A. Afterload reduction with ACE inhibitors
B. Diuretics and salt restriction
C. Surgical mitral valve repair or replacement [CORRECT]
D. Cardiac resynchronization therapy
Correct Answer: C
Rationale: Severe symptomatic mitral regurgitation requires surgical intervention (repair
preferred over replacement). Medical therapy is temporizing. "Mitral regurgitation
murmur = holosystolic, apex, radiates to axilla; repair > replace."

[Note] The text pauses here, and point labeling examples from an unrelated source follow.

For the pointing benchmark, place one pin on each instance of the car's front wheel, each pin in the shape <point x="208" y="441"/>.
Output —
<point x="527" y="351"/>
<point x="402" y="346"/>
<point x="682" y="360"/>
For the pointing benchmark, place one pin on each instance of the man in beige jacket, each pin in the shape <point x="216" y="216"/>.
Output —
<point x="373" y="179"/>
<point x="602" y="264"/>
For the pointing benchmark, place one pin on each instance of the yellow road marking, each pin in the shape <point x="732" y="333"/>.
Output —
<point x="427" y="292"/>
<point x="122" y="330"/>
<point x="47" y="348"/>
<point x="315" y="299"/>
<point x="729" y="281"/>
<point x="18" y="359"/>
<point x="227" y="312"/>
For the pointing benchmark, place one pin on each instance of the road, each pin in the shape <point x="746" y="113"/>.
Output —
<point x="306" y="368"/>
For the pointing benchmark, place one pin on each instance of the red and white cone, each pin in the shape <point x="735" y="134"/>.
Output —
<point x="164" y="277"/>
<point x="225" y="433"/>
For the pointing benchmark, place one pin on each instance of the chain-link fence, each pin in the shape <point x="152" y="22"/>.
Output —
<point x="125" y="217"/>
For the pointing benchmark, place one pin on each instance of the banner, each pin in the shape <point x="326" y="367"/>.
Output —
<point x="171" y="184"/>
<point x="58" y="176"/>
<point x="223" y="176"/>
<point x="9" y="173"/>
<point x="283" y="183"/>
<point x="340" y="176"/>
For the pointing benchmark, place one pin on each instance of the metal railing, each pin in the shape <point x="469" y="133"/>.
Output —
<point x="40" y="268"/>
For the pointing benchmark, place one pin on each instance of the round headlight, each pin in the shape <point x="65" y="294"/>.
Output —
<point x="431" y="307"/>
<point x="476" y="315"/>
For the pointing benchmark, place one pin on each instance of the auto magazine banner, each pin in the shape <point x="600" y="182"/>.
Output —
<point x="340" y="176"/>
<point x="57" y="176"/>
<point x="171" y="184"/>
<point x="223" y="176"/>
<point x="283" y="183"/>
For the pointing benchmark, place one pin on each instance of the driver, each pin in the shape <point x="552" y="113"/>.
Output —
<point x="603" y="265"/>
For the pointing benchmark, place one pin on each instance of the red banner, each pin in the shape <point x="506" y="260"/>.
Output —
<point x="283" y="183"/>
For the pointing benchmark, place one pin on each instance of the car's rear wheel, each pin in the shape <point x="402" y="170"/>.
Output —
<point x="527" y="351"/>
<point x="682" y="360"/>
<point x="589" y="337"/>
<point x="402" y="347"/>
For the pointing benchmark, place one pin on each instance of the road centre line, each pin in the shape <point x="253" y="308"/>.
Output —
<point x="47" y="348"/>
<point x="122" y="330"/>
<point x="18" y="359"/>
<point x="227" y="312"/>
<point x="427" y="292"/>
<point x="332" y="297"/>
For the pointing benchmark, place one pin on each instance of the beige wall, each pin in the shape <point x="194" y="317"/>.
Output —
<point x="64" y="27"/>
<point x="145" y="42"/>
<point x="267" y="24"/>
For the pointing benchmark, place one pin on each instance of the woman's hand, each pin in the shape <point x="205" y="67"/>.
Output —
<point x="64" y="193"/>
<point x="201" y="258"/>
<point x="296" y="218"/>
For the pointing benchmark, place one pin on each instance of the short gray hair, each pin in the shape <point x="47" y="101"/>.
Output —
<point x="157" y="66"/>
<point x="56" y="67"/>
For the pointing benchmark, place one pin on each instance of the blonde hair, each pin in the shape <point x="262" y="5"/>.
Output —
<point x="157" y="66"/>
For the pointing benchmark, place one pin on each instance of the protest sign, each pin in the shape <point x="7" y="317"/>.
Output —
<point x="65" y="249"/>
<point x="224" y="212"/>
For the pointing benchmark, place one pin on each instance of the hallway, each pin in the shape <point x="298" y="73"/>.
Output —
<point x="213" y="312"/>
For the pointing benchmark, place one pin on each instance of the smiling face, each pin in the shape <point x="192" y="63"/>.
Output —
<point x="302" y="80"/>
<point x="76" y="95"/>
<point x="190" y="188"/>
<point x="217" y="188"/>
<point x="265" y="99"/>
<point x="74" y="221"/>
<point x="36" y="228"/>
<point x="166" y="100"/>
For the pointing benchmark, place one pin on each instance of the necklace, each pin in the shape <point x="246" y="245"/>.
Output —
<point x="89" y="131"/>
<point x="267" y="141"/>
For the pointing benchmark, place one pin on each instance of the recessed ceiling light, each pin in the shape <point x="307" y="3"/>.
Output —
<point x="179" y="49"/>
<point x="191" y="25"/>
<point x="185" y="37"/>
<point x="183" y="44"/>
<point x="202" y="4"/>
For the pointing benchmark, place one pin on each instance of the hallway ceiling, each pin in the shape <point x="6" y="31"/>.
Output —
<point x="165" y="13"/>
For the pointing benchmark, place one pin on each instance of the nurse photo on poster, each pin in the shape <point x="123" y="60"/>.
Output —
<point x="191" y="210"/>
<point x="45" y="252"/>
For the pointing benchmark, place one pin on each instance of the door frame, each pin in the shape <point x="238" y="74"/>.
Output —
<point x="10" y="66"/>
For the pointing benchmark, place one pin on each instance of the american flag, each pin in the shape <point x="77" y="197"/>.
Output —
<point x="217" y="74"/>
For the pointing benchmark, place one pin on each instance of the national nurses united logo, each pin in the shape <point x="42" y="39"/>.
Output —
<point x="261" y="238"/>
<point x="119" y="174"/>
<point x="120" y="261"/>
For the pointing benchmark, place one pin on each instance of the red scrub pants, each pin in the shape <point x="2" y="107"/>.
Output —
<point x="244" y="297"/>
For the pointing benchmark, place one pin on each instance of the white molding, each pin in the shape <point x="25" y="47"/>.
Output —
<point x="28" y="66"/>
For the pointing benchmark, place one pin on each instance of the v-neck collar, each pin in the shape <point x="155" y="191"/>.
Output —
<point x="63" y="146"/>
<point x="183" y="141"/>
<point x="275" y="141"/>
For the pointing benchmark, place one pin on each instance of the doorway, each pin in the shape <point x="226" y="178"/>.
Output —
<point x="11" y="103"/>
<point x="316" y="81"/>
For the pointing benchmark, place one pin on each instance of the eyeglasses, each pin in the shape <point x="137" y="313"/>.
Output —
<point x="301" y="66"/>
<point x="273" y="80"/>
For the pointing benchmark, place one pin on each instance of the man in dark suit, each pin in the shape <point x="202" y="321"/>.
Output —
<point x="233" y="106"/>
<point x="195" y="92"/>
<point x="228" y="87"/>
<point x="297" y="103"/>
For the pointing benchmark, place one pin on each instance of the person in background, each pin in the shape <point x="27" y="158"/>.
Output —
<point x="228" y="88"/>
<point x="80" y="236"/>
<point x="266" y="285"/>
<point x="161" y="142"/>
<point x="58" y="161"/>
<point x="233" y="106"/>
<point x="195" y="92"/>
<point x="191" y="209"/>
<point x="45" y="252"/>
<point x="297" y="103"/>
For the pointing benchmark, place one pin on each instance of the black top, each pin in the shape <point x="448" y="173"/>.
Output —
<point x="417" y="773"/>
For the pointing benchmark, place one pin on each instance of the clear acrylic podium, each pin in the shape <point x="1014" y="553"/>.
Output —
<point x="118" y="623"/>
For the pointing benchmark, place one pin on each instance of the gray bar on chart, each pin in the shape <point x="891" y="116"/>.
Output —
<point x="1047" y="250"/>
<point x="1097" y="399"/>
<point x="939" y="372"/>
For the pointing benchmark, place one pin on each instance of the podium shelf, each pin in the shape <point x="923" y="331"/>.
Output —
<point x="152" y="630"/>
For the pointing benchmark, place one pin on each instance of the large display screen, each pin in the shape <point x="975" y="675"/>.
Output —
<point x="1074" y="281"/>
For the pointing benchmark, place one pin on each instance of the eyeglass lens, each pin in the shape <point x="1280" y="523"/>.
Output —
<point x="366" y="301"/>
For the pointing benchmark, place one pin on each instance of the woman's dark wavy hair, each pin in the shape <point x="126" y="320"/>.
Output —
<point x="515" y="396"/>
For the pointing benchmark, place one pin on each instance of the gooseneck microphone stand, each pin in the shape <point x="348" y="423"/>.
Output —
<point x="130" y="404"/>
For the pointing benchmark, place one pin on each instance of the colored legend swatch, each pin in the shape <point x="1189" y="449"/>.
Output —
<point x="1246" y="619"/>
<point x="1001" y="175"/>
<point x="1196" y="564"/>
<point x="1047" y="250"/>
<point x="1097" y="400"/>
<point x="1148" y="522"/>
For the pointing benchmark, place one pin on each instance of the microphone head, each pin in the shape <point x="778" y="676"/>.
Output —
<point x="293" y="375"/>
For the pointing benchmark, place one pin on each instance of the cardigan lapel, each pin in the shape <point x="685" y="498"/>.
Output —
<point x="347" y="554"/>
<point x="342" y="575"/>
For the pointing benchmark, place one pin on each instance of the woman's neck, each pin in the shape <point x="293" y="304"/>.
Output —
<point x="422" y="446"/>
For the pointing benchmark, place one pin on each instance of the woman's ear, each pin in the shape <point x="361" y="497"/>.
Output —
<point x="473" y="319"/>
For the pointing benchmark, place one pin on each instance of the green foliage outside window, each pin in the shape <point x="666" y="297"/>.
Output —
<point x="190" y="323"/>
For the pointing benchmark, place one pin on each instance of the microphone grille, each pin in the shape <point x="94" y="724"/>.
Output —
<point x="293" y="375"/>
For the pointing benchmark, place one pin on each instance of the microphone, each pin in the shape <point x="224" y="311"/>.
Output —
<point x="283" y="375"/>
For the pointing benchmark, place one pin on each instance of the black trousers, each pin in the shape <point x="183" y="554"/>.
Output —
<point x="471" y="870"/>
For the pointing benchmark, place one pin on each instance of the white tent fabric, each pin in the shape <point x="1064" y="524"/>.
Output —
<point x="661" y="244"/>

Q11: A 35-year-old female presents with episodic palpitations, lightheadedness, and a
regular narrow-complex tachycardia at 180 bpm. Vagal maneuvers fail. What is the
first-line pharmacologic treatment?
A. Metoprolol 25 mg PO
B. Adenosine 6 mg IV rapid push followed by flush [CORRECT]
C. Amiodarone 150 mg IV
D. Diltiazem 20 mg IV
Correct Answer: B
Rationale: Adenosine is first-line for stable SVT/AVNRT due to transient AV nodal
blockade. It has a very short half-life (seconds). "SVT = adenosine first; AVNRT = reentry
through AV node; give FAST with flush."